Wednesday, August 5, 2009

AltNetUK Weekend



Just back from the AltNetUK weekend.

The best yet, thanks to @serialseb, @adean, @ICooper, @Ben_Hall and @MichelleFlynn, also sponsors / hosts Tequila, ThoughtWorks, EMC Consulting, redgate, CodeBetter and Cognitive.

Catalyst or Excuse?

With all events like this, the real value is often what happens on the periphery rather than the actual event – i.e. the event itself is at best a catalyst, at worst an excuse. However with these AltNetUK events I see great value in the sessions themselves as well as all the extramural discussions.

AltNet Beers

Friday night was the first ‘formal’ AltNet Beers session I’d managed to attend – good conversations, probably would have preferred the park bench to occur at an earlier stage in the evening.

TDD

Saturday was the Open Space Coding Day – my third. As usual this was challenging and productive. My morning session was excellent - TDD "as if you meant it" hosted by @gojkoadzic – very painful, but it was meant to be... A very restricted set of rules for creating a line of code meant that we had to re-evaluate how we use TDD.

It did a very good job in the time available, but led to greater questions that would be followed up in another session on Sunday. My main concern was that we came into the session with no context and that we were de-facto domain experts (OXO was the problem).

Dynamic Transit

Saturday afternoon was a bit mixed, started with Dynamic languages session but 45 mins in, I found that the installs required on the machine I had taken with me would take more than the session time. So I “2 footed” into the Mass Transit session – which was having similar install times but an interesting discussion was going on.

Saturday night was fun...

The Conference

Sunday was the AltNetUk Conference. A bit tighter on space but much easier to move around than the last one.

Design is not Emergent

I first went to Gojko’s follow up TDD session.

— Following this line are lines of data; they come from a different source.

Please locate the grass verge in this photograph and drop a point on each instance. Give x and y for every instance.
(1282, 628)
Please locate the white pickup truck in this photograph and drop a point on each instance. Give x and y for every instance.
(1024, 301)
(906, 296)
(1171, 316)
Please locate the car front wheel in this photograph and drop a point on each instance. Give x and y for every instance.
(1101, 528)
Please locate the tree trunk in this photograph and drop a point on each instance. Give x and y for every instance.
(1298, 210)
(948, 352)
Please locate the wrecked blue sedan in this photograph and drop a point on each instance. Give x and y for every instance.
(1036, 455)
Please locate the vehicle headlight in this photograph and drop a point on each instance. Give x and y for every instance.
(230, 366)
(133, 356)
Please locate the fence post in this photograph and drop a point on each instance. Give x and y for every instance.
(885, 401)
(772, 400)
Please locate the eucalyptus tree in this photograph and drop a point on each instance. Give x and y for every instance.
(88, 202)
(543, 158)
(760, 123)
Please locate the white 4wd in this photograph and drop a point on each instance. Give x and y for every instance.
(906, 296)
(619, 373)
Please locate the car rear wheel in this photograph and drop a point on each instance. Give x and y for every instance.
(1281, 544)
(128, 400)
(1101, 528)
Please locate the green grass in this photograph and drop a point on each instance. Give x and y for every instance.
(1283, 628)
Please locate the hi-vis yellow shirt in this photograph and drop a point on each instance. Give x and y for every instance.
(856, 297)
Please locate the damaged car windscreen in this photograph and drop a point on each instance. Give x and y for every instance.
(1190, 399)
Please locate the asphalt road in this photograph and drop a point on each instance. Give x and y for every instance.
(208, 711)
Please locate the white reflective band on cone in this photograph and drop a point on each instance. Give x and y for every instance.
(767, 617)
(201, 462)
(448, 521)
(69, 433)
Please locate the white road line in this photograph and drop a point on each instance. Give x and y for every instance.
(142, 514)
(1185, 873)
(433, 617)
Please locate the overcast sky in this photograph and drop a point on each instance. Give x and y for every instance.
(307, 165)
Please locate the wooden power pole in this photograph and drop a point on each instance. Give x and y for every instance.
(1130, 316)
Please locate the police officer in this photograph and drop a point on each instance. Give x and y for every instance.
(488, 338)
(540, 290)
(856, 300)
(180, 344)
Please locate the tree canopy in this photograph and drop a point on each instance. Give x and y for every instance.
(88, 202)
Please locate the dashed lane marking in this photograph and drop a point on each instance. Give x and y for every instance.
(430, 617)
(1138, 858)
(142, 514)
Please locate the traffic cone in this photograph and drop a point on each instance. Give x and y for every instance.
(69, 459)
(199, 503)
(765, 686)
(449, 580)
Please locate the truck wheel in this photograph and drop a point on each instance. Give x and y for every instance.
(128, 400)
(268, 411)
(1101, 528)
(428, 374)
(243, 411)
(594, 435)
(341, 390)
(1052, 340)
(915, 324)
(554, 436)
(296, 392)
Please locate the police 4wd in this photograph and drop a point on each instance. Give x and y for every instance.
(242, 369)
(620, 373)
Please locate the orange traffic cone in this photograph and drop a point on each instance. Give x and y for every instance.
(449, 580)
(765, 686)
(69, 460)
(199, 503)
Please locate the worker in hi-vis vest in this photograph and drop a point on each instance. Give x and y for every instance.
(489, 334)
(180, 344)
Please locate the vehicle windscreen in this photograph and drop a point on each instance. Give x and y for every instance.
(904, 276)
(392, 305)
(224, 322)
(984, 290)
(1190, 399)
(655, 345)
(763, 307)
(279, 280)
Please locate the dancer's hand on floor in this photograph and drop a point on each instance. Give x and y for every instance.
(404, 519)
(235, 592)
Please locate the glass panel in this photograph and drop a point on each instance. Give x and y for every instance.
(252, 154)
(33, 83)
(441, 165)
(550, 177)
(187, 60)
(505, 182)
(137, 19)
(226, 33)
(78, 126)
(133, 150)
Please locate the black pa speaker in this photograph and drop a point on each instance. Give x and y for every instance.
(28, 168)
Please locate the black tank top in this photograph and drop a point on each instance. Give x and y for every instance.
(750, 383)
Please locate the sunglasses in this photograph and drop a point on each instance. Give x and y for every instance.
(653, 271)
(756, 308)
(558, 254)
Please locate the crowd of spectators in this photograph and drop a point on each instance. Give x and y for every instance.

Gojko suggested that a much more meaningful exercise would need a couple of days – starting with a specifications workshop and then moving through the development phases. I’d be very interested in pursuing that course.

I’m still ambivalent about TDD. I went to a couple of introductory talks a while ago, and came out thinking “I’m never going to do that”. And now that I both practise and encourage TDD on all new projects, I definitely don’t do it the way the early talks would suggest. I see TDD as a coding process (maybe Test Driven Coding would be a better acronym for what I do).

To me, Design is the guiding principle not something that just emerges out of a process.

Software Engineering is Dead? Long live Software Engineering...

The second morning session that interested me was the Software Engineering Dead? / Craftsmanship session. Spent a long time talking about craft and analogies. Came to the conclusion that Software Development should stand on its own two feet and not try to borrow processes from other fields like manufacturing.

Coming from a Software Engineering / Structured Programming background, I always found it was a pretty good methodology – if you did it properly. I wonder if in a few years time people might look back on a mainstream uptake of Agile technologies as an unmitigated failure - and we’ll all say “yes, but they didn’t do it properly”.

RESTing in an Advanced way

After an entertaining lunch by the Thames, next up was Advanced REST. This ended up being an @adean tutorial (which was a good thing). Clarity of thought about the architecture really came through and myths were dispelled with real world examples.

DDD Events

Last session was Events in DDD / The other half of the DDD book – the Event pattern described was interesting, but I felt that the Observer pattern was simpler. Good discussion about loosely coupled services. We had a few minutes for the DDD other half – suggestion was made to organise a full session on this at a future time, again will try to engage with that.

Caught the train home and collapsed...

Azure Open Space Code Day (Birmingham) next.